St. Ann's Schoolhouse, Victoria, B.C.

The first St. Ann's Convent School

The central part of this building is a log cabin, constructed in the mid-1840s by a French Canadian employee of the Hudson's Bay Company, Jacques Laquechier. In 1853 the building was purchased from the Hudson's Bay Company by another French Canadian, Leon Morrell, who sold it to Bishop Modeste Demers for $500 in 1858.

Earlier, Bishop Demers had called on the Sisters of St. Ann, a Roman Catholic order based in Montreal, to assist him in establishing a school and a hospital in Victoria. A party of four Sisters of St. Ann reached Victoria in the summer of 1858 and shortly afterwards they opened their school in the log cabin Bishop Demers had purchased from Morrell.

Although intended primarily for the benefit of the colony's Roman Catholic children, the school also welcomed children from the Protestant community. The daughters of James Douglas attended the school when it first opened.
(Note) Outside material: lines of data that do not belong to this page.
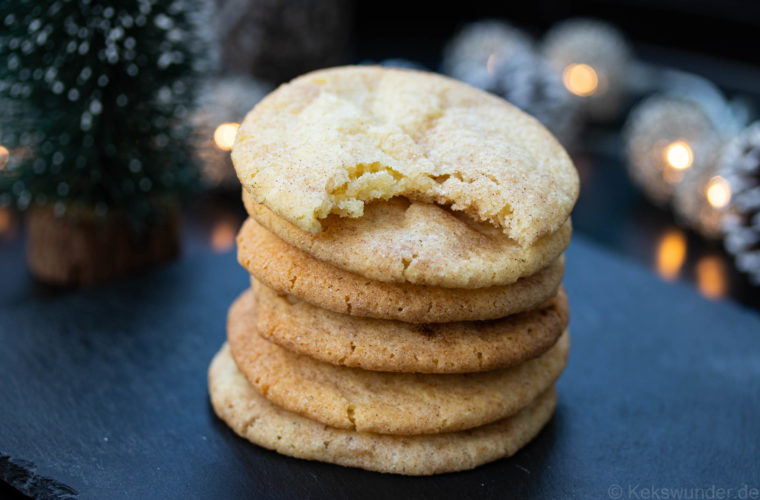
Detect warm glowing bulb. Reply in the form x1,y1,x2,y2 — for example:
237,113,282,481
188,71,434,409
696,255,728,299
705,175,731,208
562,64,599,97
214,123,240,151
657,229,686,281
0,146,11,170
665,141,694,170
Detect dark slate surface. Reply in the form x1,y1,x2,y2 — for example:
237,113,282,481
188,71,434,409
0,238,760,499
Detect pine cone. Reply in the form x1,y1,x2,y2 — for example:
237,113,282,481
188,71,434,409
720,122,760,284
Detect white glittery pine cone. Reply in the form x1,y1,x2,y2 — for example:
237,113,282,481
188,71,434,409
719,122,760,285
191,76,271,189
542,19,631,121
623,96,720,206
441,19,533,92
442,20,578,146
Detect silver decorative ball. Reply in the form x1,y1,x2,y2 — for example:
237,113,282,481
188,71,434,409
542,18,631,121
623,96,721,206
718,122,760,285
191,76,271,189
441,19,533,91
443,21,579,146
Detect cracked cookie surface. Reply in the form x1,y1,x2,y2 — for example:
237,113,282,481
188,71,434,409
237,218,565,323
208,344,556,475
232,66,578,247
243,190,572,288
246,282,569,373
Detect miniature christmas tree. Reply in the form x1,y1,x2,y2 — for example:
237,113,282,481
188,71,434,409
0,0,210,282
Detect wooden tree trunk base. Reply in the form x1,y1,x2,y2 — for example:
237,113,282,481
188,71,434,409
26,207,180,287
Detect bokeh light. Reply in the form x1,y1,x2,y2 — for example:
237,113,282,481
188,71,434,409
562,64,599,97
214,123,240,151
705,175,731,208
656,228,686,281
665,141,694,170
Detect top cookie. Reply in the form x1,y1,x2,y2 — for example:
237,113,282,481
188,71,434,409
232,66,578,246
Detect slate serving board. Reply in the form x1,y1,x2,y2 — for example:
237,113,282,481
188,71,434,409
0,237,760,499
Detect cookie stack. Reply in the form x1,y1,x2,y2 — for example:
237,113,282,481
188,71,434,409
209,67,578,475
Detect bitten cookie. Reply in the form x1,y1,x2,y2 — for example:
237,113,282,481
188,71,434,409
208,344,556,475
232,66,578,247
246,282,569,373
227,312,569,435
237,218,565,323
243,190,572,288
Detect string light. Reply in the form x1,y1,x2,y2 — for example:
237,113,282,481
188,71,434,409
665,141,694,170
705,175,731,208
696,255,728,299
0,146,11,170
214,123,240,151
657,228,686,281
562,64,599,97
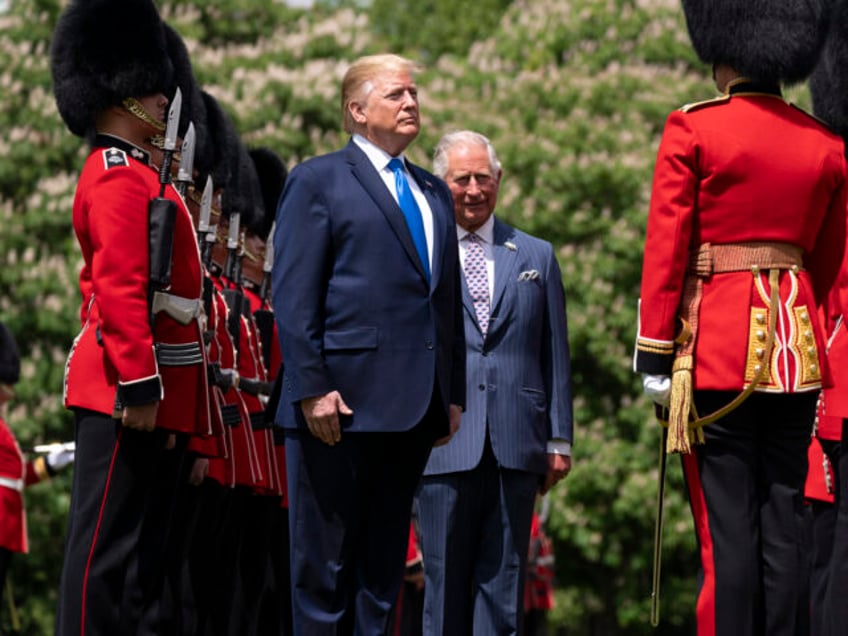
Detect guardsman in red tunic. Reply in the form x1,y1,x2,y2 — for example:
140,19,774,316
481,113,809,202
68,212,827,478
51,0,210,636
635,0,846,636
808,12,848,636
0,323,74,628
242,148,292,634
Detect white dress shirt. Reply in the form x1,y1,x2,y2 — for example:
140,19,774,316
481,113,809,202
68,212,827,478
353,134,433,272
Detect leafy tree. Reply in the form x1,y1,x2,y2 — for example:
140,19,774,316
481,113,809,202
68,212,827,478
368,0,511,63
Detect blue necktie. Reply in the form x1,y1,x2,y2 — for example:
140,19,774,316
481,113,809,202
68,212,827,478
389,158,430,282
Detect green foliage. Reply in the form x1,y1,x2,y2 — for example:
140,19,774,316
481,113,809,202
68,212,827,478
0,0,820,635
368,0,511,63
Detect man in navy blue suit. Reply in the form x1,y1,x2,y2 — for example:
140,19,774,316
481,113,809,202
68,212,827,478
273,55,465,635
418,131,572,636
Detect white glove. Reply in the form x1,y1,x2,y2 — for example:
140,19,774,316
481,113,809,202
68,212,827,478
44,442,76,472
642,373,671,406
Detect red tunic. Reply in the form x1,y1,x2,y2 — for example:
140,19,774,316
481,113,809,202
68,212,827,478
0,418,47,552
65,136,210,434
817,248,848,422
634,86,846,393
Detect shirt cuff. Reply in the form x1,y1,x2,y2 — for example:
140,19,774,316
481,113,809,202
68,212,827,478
548,439,571,457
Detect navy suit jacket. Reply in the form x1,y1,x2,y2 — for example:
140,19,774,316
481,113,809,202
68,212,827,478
424,218,573,475
272,141,465,434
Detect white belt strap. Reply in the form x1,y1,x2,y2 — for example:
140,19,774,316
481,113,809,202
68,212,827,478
0,477,24,492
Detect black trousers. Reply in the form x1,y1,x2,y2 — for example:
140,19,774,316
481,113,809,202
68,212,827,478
683,391,818,636
814,420,848,636
808,439,848,636
286,417,438,636
56,410,189,636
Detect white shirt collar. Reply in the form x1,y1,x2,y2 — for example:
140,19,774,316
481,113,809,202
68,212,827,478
353,133,406,171
456,213,495,245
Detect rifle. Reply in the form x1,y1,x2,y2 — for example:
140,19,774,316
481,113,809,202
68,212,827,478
253,222,277,371
176,122,195,198
651,426,668,627
223,212,249,352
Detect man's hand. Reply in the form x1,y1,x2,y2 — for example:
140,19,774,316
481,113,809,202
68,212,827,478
300,391,353,446
121,402,159,431
541,453,571,495
642,373,671,406
433,404,462,448
44,442,76,472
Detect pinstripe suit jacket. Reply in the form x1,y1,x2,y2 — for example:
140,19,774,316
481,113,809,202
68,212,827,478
424,218,573,475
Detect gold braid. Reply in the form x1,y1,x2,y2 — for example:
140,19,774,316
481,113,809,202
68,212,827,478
122,97,165,132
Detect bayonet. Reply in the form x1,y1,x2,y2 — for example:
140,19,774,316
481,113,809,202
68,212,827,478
159,87,183,197
197,175,218,267
164,87,183,152
177,122,196,197
259,221,277,302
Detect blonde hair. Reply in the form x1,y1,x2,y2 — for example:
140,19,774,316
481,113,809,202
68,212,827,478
342,53,421,134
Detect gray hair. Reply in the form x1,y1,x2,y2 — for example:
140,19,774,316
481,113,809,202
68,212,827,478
433,130,501,179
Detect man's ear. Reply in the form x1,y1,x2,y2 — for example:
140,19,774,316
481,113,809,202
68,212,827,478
347,101,368,124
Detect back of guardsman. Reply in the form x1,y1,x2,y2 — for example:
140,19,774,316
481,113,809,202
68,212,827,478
809,6,848,636
634,0,846,634
51,0,209,635
242,148,292,634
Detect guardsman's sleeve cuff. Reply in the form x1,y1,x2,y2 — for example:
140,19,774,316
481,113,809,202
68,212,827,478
32,457,55,481
633,338,674,375
118,373,163,406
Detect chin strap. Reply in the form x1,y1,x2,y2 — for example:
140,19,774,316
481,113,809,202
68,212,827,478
121,97,165,132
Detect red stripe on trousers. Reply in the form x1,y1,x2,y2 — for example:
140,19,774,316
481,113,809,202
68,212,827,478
80,428,124,636
683,452,716,636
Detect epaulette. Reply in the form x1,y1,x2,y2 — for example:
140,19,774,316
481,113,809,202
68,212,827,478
680,94,730,113
103,148,130,170
789,103,839,134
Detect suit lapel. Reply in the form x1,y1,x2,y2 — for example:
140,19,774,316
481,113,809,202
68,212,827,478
345,141,428,278
489,218,518,322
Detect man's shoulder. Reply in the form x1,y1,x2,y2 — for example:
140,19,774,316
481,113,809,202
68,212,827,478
678,94,730,114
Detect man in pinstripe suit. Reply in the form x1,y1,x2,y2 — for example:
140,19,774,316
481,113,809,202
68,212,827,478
418,131,572,636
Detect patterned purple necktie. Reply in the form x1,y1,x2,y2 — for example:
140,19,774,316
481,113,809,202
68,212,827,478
465,233,489,336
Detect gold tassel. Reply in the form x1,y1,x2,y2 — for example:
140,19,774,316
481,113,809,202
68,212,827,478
666,355,703,454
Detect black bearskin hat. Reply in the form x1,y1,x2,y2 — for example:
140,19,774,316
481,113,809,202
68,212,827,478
683,0,830,84
248,148,288,240
810,0,848,139
163,23,206,136
221,135,264,234
0,322,21,385
194,90,237,190
50,0,173,137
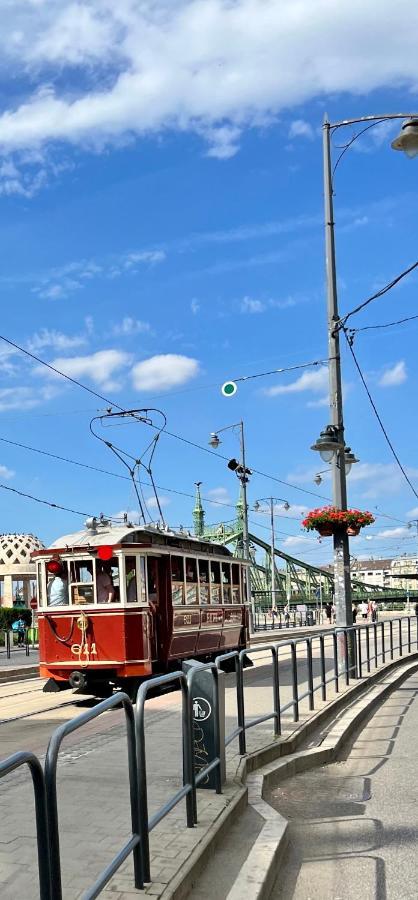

St. Ann's School flourished, but the school building was soon overcrowded. In December 1859 it was augmented by a Select School located on Broad Street in Victoria and in September 1860 by a brick building on View Street. For a brief period, in 1863-1864, the log cabin on Humboldt was used as a dormitory for pre-school age boys. In 1871 classrooms and dormitories moved into a handsome four-storey brick building known as St. Ann's Academy. Extensively refurbished in 1997, St. Ann's Academy is now the "headquarters" of the Ministry of Advanced Education.

St. Ann's schoolhouse has also been restored and is used as an interpretive centre for school heritage programs. It is located in Heritage Court, next to the Royal British Columbia Museum in Victoria.